Impuso la modalidad vespertina de narrar emocionantes cuentos. Barrían la huerta entre todos y recogían la hojarasca, primero. Luego los dedicaba a sacar agua del pozo y a regar las plantas. Era ajetreo pesado, cubierto por los muchachos. Como ritual, al final le dejaban una tina llena, junto al pozo. Sentadas a la sombra de ciruelos y mandarinos, las niñas cosían primores de manteles. Al final venía el cuento, una maravillosa historia cada tarde, de paisajes encantados, de palacios construidos en parajes escarpados, de gigantes vencidos en lucha desigual por caballeros audaces, de endriagos invulnerables, de magos de caletre flemático y de sabiduría arcana. En sus narraciones aparecía, en lugar central, el ñaco, el diablo, el maligno, el príncipe de las tinieblas. Siempre estaba en el centro del torbellino. Era el inspirador del mal, el cerebro responsable de todo lo torcido, lo vano, lo nebuloso. Siempre perdía también. Lo vencían la luz y la bondad eterna. La miseria de sus terribles cuentos concluía en una apoteosis, en una exaltación de la luz. Esplendía la epifanía de la belleza.

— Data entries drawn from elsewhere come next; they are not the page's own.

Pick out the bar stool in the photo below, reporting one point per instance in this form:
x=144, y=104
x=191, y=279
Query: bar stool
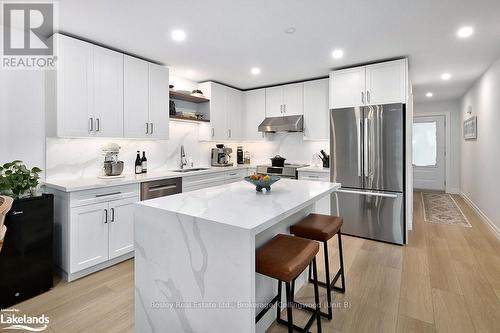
x=284, y=258
x=322, y=228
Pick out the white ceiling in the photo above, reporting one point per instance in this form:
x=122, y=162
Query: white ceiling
x=225, y=38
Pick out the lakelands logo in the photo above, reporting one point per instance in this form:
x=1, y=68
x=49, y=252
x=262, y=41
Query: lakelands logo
x=14, y=321
x=26, y=35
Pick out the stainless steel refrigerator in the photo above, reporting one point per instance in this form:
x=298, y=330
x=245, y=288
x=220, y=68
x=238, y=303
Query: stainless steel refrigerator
x=367, y=149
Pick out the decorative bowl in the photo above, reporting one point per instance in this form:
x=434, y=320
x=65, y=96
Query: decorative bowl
x=261, y=184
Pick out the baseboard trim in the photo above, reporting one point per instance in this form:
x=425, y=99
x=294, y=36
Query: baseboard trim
x=482, y=216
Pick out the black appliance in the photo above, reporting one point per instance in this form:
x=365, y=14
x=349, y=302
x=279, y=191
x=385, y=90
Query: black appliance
x=26, y=260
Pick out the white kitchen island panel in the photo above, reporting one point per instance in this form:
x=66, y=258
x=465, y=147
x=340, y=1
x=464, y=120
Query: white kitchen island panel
x=195, y=255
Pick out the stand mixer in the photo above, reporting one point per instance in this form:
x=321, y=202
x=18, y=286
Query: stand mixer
x=112, y=166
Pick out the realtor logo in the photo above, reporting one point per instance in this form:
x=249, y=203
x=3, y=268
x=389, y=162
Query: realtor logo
x=27, y=30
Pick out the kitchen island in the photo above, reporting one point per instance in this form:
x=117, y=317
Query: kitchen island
x=195, y=254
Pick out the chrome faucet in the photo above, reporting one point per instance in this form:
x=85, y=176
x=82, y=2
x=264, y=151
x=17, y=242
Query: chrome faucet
x=183, y=158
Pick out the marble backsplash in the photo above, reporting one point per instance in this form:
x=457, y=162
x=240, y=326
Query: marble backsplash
x=82, y=158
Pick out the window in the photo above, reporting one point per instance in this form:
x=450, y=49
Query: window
x=425, y=144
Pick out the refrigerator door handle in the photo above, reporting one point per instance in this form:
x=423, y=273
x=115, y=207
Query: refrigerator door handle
x=373, y=194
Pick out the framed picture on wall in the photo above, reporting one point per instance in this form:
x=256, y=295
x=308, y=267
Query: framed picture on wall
x=470, y=128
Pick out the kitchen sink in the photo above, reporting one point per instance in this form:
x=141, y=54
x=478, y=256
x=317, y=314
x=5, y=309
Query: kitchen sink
x=190, y=170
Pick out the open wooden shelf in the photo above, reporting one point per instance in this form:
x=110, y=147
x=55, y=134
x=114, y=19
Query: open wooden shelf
x=187, y=98
x=181, y=118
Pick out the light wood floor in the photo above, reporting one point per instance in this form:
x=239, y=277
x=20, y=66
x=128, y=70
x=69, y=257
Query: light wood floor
x=447, y=279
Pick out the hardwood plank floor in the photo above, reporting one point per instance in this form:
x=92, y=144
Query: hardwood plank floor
x=447, y=279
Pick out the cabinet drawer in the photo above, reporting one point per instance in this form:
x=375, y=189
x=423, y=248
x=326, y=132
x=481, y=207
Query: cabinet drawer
x=317, y=176
x=88, y=197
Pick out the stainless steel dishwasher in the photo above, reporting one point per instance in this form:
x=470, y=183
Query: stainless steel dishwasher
x=160, y=188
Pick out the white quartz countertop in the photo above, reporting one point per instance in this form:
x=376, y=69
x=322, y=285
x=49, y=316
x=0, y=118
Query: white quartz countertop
x=71, y=185
x=239, y=205
x=314, y=169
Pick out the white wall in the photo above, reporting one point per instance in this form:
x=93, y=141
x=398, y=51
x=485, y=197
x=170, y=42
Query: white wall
x=22, y=117
x=453, y=107
x=480, y=159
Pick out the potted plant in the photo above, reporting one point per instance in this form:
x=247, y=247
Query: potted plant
x=17, y=181
x=27, y=251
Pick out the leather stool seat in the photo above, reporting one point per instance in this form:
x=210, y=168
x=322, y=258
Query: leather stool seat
x=284, y=257
x=318, y=227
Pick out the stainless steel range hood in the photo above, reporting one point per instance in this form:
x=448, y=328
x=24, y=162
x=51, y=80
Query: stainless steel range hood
x=282, y=124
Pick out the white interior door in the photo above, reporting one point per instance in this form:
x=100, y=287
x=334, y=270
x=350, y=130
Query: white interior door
x=429, y=166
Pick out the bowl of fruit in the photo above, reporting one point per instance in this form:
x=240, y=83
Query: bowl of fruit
x=262, y=181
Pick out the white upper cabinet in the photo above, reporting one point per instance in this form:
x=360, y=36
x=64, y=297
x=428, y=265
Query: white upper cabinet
x=347, y=87
x=293, y=99
x=99, y=92
x=286, y=100
x=71, y=88
x=136, y=98
x=108, y=92
x=225, y=112
x=254, y=112
x=386, y=82
x=158, y=102
x=369, y=85
x=234, y=104
x=274, y=102
x=316, y=111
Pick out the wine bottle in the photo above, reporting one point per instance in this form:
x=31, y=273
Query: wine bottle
x=144, y=162
x=138, y=163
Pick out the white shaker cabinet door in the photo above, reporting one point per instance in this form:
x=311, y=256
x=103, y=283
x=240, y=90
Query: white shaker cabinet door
x=121, y=227
x=316, y=112
x=75, y=87
x=254, y=112
x=89, y=236
x=136, y=98
x=293, y=99
x=347, y=88
x=108, y=92
x=274, y=101
x=158, y=102
x=386, y=82
x=234, y=105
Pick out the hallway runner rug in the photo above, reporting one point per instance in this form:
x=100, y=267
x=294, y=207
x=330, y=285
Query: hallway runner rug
x=441, y=208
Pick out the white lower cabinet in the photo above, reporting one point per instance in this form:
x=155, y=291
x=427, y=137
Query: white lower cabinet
x=89, y=236
x=94, y=229
x=322, y=206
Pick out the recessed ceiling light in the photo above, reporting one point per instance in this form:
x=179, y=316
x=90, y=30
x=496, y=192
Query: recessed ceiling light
x=465, y=32
x=255, y=70
x=337, y=54
x=178, y=35
x=445, y=76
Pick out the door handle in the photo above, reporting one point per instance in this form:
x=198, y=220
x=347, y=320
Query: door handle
x=372, y=194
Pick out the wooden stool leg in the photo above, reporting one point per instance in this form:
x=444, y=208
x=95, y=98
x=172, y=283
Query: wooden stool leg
x=316, y=296
x=289, y=306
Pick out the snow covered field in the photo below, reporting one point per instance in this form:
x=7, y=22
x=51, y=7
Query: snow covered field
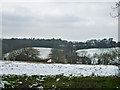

Como aquí con nosotros extrañó la soledad selvática de su retiro montañés michoacano, la suplió con ingenio. Reconstruyó un escenario para el nidal de la montaña que le permitía al viento, al sol radiante y aún a la violenta lluvia, acariciar totalmente su cuerpo y fundirla con el beso de la naturaleza, en perfecta comunión. Puso a su mozo a construirle un baño al aire libre, bien disimulado con los carrizales del corral. La huida de sus tierras michoacanas tuvo que ver con esta costumbre suya tan bucólica y agreste. Era el secreto de la tina llena de agua que colmaban los muchachos por las tardes al retirarse de la escuela.

Aunque para los muchachos, llenar la tina por la tarde y encontrarla vacía por la mañana seguía siendo un misterio. Se la dejaban bien llena. Agarraba muchas cubetas. Así la dejaran rasita, desbordando, siempre la encontraban vacía. Atisbaron por resquicios de puertas y ventanas. Querían descubrir a algún mago, o a algún sultán, que desapareciera el líquido vital. Lo comunicarían a la matrona michoacana, si era que ella no había reparado ya en el embrujo. Pero los encantados fueron ellos, cuando por su espionaje descubrieron a su maestra, desnuda al viento, sus muslos apretados, antes de que la recamaran de plata las ondas líquidas y le refrescaran su piel ardiente. La maestra se bañaba, como en su sierra tarasca, todas las tardes a la caída del día. Buscaba conservar la frescura de la piel toda la noche y aún avanzada la mañana del día siguiente.